En los primeros treinta meses del gobierno de Javier Milei, se ha evidenciado un notable aumento en el crédito en dólares en Argentina, que se ha multiplicado por doce en comparación con el crédito en pesos. Según un reciente análisis de la consultora Quantum, este fenómeno refleja una tendencia preocupante en el panorama financiero del país, donde el financiamiento en pesos al sector privado ha permanecido casi estancado en relación al Producto Bruto Interno (PBI).

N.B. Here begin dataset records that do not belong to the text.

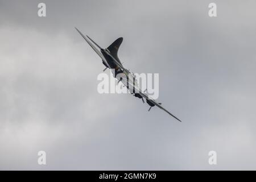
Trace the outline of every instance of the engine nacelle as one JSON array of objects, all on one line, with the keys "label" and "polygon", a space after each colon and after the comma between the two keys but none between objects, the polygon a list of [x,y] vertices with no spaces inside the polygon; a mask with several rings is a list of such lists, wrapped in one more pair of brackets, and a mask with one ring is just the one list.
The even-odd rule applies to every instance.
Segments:
[{"label": "engine nacelle", "polygon": [[148,99],[147,100],[147,103],[151,107],[154,107],[155,106],[155,104],[154,104],[151,100]]}]

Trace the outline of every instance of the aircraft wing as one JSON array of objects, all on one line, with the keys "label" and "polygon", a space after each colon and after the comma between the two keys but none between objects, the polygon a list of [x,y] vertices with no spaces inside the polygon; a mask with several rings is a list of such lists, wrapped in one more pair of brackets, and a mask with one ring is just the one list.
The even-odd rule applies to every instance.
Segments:
[{"label": "aircraft wing", "polygon": [[154,103],[154,104],[155,104],[155,106],[158,106],[158,107],[159,107],[160,109],[163,110],[164,111],[165,111],[166,113],[167,113],[168,114],[169,114],[170,115],[171,115],[172,117],[173,117],[174,118],[175,118],[176,119],[178,120],[180,122],[181,122],[180,119],[179,119],[176,116],[175,116],[174,115],[173,115],[172,113],[171,113],[170,112],[169,112],[167,110],[166,110],[166,109],[164,109],[162,106],[161,106],[158,102],[156,102],[155,100],[154,100],[154,99],[151,98],[148,96],[147,96],[147,94],[143,93],[142,92],[139,92],[139,94],[142,97],[144,97],[146,99],[150,100],[150,101],[151,101],[152,102]]},{"label": "aircraft wing", "polygon": [[93,44],[92,44],[92,43],[88,40],[88,39],[84,36],[80,31],[79,30],[78,30],[77,28],[76,28],[76,27],[75,27],[76,30],[79,32],[79,34],[80,34],[80,35],[82,36],[82,38],[87,42],[87,43],[89,44],[89,45],[90,45],[90,46],[93,48],[93,50],[94,50],[94,51],[97,53],[97,54],[98,55],[100,56],[100,57],[101,57],[101,59],[102,60],[102,61],[104,62],[104,63],[106,64],[106,65],[107,65],[109,68],[109,64],[108,64],[108,62],[106,61],[106,59],[105,59],[104,56],[103,56],[102,54],[101,53],[101,52],[100,52],[99,50],[98,50],[94,46],[93,46]]}]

En este contexto, el financiamiento en pesos pasó de representar el 12,3% al 12,7% del PBI, marcando un incremento de solo 0,4 puntos porcentuales, mientras que el crédito en dólares vio una explosión, aumentando de 1,0% a 5,8% del PBI durante el mismo periodo.

Este incremento del crédito en dólares, que se ha limitado principalmente a exportadores, se produce en un marco donde el PBI ha crecido más del 7%. Este crecimiento del Producto, sin embargo, no ha traducido en una expansión equivalente del financiamiento en pesos, lo que genera interrogantes sobre la salud y sostenibilidad del sistema financiero local. La situación podría indicar una falta de confianza en la moneda local, exacerbada por la inflación y la volatilidad económica que han caracterizado a Argentina en los últimos años.

El informe de Quantum también destaca un cambio significativo en la composición de los agregados monetarios. En particular, se observó una “migración” del dinero tradicional hacia un concepto más amplio que incluye fondos de money market, lo que sugiere un cambio en la manera en que los argentinos manejan su dinero. Durante estos treinta meses, la cantidad de pesos en circulación ha disminuido, con el M3 reduciéndose en 0,9 puntos porcentuales respecto al PBI, pasando del 16,2% al 15,3% del PBI. Esto refleja una tendencia hacia la desmonetización de la economía, que podría tener consecuencias de largo alcance si no se aborda adecuadamente.

A pesar de la estabilidad relativa del financiamiento en pesos al sector privado, que ha mostrado solo un leve aumento, el informe señala que aumentar dicho financiamiento representa un desafío significativo. Este desafío se debe a factores históricos, tales como la alta volatilidad de las variables financieras y económicas, así como cuestiones institucionales que impactan en la confianza de los inversores. A medida que la inflación continúe descendiendo y se produzca un proceso de remonetización, podría haber espacio para una mayor expansión del crédito en pesos, pero esto dependerá de condiciones que incluyan la extensión de plazos y la mejora de la estabilidad económica.

Es importante considerar que el análisis del financiamiento no debe limitarse a los préstamos bancarios. El mercado de capitales también desempeña un papel crucial, ofreciendo instrumentos como cauciones, pases, emisiones de obligaciones negociables (ONs) y cheques de pago diferido, entre otros. Estos instrumentos complementan el financiamiento bancario y permiten una mayor diversificación de las fuentes de crédito disponibles para el sector privado.

A partir de los datos recolectados hasta mayo de este año, se estima que el 70% del financiamiento total en pesos al sector privado proviene de préstamos bancarios, que representan el 9% del PBI. Por otro lado, el 18% corresponde a emisiones de instrumentos en el mercado, y un 12% a cauciones y pases, lo que pone de relieve la importancia del sistema bancario en el financiamiento de la economía. En resumen, el panorama crediticio bajo el mandato de Milei plantea desafíos y oportunidades que deberán ser cuidadosamente gestionados para fomentar un crecimiento económico sostenible en el país.

Este análisis del crédito en pesos y dólares en el contexto actual no solo destaca la necesidad de una mayor confianza en la moneda local, sino que también pone de relieve la importancia de un enfoque integral que incluya tanto el sistema bancario como el mercado de capitales. Sin duda, el futuro del financiamiento en Argentina estará determinado por la capacidad de los actores económicos para adaptarse a un entorno en constante cambio y por las políticas que se implementen para fomentar la estabilidad y el crecimiento.